More than 9 minutes long when combined with a variation on Maurice Williams and the Zodiacs' Stay, The Load Out is remarkably untedious.  Across the spectrum of his body of work, Browne's songwriting chops have been what distinguishes him - I've never been overly inspired by his voice.  But he excels at capturing sensibilities in an intimate way, of transporting us into feeling states that are very palpable and hard to resist.

He grew up in a musical home, and he had an amazingly fertile group of people around him who he counts as mentors:  Lowell George, Warren Zevon, Bonnie Raitt, Don Henley and Glenn Frey (Browne co-wrote the excellent Take It Easy with Frey), David Crosby and Graham Nash, and his frequent sideman/collaborator the stringed instrument wizard David Lindley.  That's Lindley on slide guitar in the clip and doing the bizarre falsetto after Rosemary Butler in the Stay portion.  

In his remarks inducting Browne into the Rock and Roll Hall of Fame in 2004, Bruce Springsteen described Browne's "slow meticulous crafting of the songs, the thoughtfulness.  Jackson was one of the first songwriters I met who demonstrated the value of thinking hard about what you were saying." 

In so many jobs, people feel quite powerless even as they try to make their mark on some corner of the world. Browne's one of the lucky ones. As he said in his Rock Hall acceptance speech, "They say that music is a very empowering thing.  I'm happy to have had a lifetime doing it." 

4 comments:

Wade said...

I was odd among my peers for various reasons when I was a kid, but chief among them was my extreme Jackson Browne fandom. Nobody else in my little rural north Texas town even knew he was (at least not until "Somebody's Baby" came out.) I don't know how I found out about him myself. Up until "Lawyers in Love," I devoured every album he put out, even "Hold Out." The song that hooked me was "Running on Empty," so that was the first album I bought, which has this song on it. I've revisited JB occasionally since those days and found he holds up pretty well as far as adolescent fixations go, much better than Bruce Springsteen, I am sad to say (I was also a huge Bruce fan and can barely tolerate his bombastics now.)

Don't forget to mention Niko! Purportedly he wrote "These Days" when he was 14 years old and living with his older lover.

wendy said...

Wade, methinks writing about all of the connections between his songs and his women would take a book in itself!

Just J said...

As a teen, I would retire to our basement "family room" and listen to my older sister Nancy's records. This was one of my favorites, especially this song. It always created for me a sense of life on the road, even though I'd never experienced myself.

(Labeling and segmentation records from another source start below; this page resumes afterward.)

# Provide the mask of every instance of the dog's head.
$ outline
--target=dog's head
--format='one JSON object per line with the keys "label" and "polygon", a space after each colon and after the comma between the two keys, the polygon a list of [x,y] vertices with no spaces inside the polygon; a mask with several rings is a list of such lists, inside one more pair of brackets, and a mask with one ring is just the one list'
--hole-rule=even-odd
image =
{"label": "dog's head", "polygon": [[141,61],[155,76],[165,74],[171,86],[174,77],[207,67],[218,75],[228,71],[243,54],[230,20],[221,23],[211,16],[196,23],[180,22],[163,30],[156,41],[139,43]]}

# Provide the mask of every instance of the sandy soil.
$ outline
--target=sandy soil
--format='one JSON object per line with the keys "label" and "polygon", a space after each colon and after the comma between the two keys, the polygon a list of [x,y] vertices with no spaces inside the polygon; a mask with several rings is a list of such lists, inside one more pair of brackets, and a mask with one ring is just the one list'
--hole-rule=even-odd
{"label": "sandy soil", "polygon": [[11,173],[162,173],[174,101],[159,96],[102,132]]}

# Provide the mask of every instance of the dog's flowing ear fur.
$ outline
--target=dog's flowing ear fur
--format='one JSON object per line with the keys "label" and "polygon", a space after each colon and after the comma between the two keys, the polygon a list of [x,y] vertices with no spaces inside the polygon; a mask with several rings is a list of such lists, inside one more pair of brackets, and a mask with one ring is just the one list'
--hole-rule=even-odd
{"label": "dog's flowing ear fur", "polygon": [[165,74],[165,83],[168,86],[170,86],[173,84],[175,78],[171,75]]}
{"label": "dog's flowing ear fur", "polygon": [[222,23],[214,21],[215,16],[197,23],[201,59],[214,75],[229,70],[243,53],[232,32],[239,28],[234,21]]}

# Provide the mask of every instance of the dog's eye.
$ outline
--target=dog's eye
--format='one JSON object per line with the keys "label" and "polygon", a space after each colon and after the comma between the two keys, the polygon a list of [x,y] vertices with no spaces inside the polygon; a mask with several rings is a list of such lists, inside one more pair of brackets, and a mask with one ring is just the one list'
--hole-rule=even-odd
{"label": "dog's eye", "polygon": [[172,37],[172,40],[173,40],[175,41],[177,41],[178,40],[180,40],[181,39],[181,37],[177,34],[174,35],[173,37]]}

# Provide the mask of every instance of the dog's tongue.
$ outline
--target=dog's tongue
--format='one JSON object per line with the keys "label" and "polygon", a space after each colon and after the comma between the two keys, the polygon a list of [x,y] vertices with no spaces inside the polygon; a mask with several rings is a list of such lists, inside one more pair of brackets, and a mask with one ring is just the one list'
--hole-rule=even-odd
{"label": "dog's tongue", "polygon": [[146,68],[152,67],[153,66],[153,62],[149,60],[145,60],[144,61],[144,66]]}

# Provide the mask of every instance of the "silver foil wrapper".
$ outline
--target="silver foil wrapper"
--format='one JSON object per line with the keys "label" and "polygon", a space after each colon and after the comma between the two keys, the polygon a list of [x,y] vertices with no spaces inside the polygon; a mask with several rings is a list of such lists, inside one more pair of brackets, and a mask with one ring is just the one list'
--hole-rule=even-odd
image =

I always liked these lines of detail.

"We've got rural scenes & magazines. We've got truckers on the CB. We've got Richard Pryor on the video."

C.Carson.Thompson said...

Will never forget seeing him for the first time live during the Running on Empty tour. Still listen to him today. Just Say Yeah off his new record is a beautiful song about finding love later in life. Nice bookend to These Days (which is a really bizarre song when you know it was written when he was about 15).